C'est alors que la violence n'est plus exclusive mais est accompagnée de sentiments humain. C'est alors que cette chose qui ressemble à peine à un corps se gonfle soudainement d'humanité.
Et que très symboliquement, l'une des scènes finales ne se passent plus entre quatre murs, mais dans la nature.

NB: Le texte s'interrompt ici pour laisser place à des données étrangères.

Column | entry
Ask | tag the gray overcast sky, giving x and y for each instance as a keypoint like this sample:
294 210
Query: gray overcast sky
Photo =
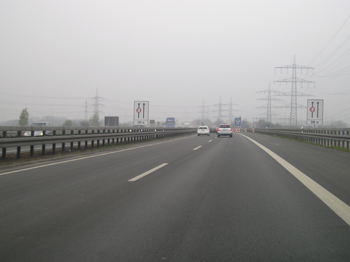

Curieusement, les défauts qu'on peut trouver, où plutôt que les détracteurs peuvent trouver, se justifient par eux-mêmes. Premier défaut que certains critiques ont relevé (comme Pierre Murat de Telerama) : l'aspect radical, souligné et (soi-disant) complaisant de la violence. Mais celle-ci est en fait à l'image du héros : Bobby Sands. Ce dernier l'était, radical, et il voulait que la vérité éclate au grand jour. C'est chose faite depuis, mais il est bon qu' ''Hunger'' vienne nous le rappeller, sans fard ni pathos. Passer sous ellipse, dissimuler les scènes dures, c'est déjà refuser de voir ce qui est arrivé dans ces prisons, à l'époque de Thatcher. ''Quand on veut que les gens écoutent, il ne suffit plus de leur taper sur l'épaule. Il faut y aller à coup de massues'' disait John Doe dans ''Seven'' (David Fincher, 1995). Et c'est bien ce que fait Steve McQueen, non par complaisance, mais par nécessité. Et puis, il y a le problème de la froideur (qui gêne certaines personnes). Mais là encore, cette dernière est fondamentale. Steve McQueen entretient il est vrai une certaine distance avec ses personnages. Un recul qu'on peut rapporcher de celui de Stanley Kubrick, qui lui aussi, entretenait une relation pour le moins lointaine avec ces protagonistes. Pourquoi ? Car cette froideur contourne à nouveau toute la miêvrerie qui attendait au tournant le réalisateur.
Sur un sujet aussi balisé, le metteur-en-scène parvient à éviter tous les écueils se trouvant sur sa route. Il réalise un film glacial, dur, mais essentiel, tant sur le plan politique, historique et esthétique. Un chef-d'oeuvre, sans doute.